Jef is Greater City Providence's co-founder, editor, and publisher. He grew up on Cape Cod and lived in Boston; Portland, Maine; and New York before settling in Providence. In addition to urbanism, Jef is interested in art, design, and ice cream. Please feel free to contact Jef if you have any question or comments about Greater City Providence.


  • Work in Davol Square, have tried in vain to get DOT to notice, and do something.

    Also a horror the way people right-on-red off Eddy onto Point – many don’t stop and look. They just roll along – and we’re in crosswalk. Amazing.

    Thanks for shedding light on a dangerous situation – maybe this will help the City and State to notice? If not, they might notice when someone gets mowed down in the not-too distant future.

  • Oh, no, RIDOT wants to make the Wickenden intersection better by having pedestrians cross traffic three or four times to get all the way across and walk down that center island of green tranquility.

    In looking at the Point Street portion of the above intersection, why are there 2 eastbound lanes from Davol Square toward the bridge? There is never more than one lane of traffic feeding onto that street…

  • Matt, that second lane is crucial if you’re one of the several hundred people who work at Davol who turn eastbound from the parking lot to leave the building. Without it, I’d have to wait for rush-hour traffic to clear on both sides before I could leave (which could take several minutes per-car), or I would have to go through downtown instead of just hopping over the bridge (which would add traffic to downtown’s rush-hour).

    Also, the bridge itself is two lanes eastbound so through-traffic bound for Wickenden doesn’t get crammed-in with people lining-up for the 195 onramp.

    I don’t have much -good- to say about the Point St./Wickenden stretch from Service Road 7 to Hope St., but those two things are ‘a good thing’, it’s a little late to cut a lane out of the already-built bridge (and to what end? there are safe walkways that accommodate bikes on each side, assuming they’re plowed).

    What really bothers me is the section of Point St. under the old 195 and the whole turnaround/offramp/onramp thing, I think it just takes up too much space, confuses drivers, and puts pedestrians in danger. I’ll be glad to see that mess go.

    Also, Eddy St. and Point St. is a disaster for pedestrians. There should be a law about finishing one project before starting another. I have a feeling I’ll be seeing snow fall on the unfinished sidewalks on the ‘Hess’ side of Davol this winter.

  • Marc,

    Thanks for the clarification about that second lane and traffic entering from the parking lot, since I don’t drive a car through there, just bike through it at hours when people aren’t generally going in or out of the lots (7-7:30 AM, 4:30-5PM, weekends), I hadn’t seen that.

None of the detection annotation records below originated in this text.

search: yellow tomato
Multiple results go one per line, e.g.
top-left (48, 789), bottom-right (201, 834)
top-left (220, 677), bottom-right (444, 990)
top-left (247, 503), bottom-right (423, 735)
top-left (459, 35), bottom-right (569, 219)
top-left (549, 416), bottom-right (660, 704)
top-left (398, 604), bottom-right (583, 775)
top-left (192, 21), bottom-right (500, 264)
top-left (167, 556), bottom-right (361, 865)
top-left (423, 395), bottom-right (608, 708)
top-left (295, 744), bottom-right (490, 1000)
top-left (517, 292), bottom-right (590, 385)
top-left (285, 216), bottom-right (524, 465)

  • I was in Davol Square on Thursday. No changes here, walk lights still not on, sidewalks still incomplete.

  • This intersection would have been put to better use if we got rid of the traffic light all together. Instead, lets replace it with a landscaped roundabout, perhaps paying some homage for the public square it is named for.

    This option would reduce traffic speeds, increase safety, provide street-scape beautification, and eliminate the need to run power utilities for a signal.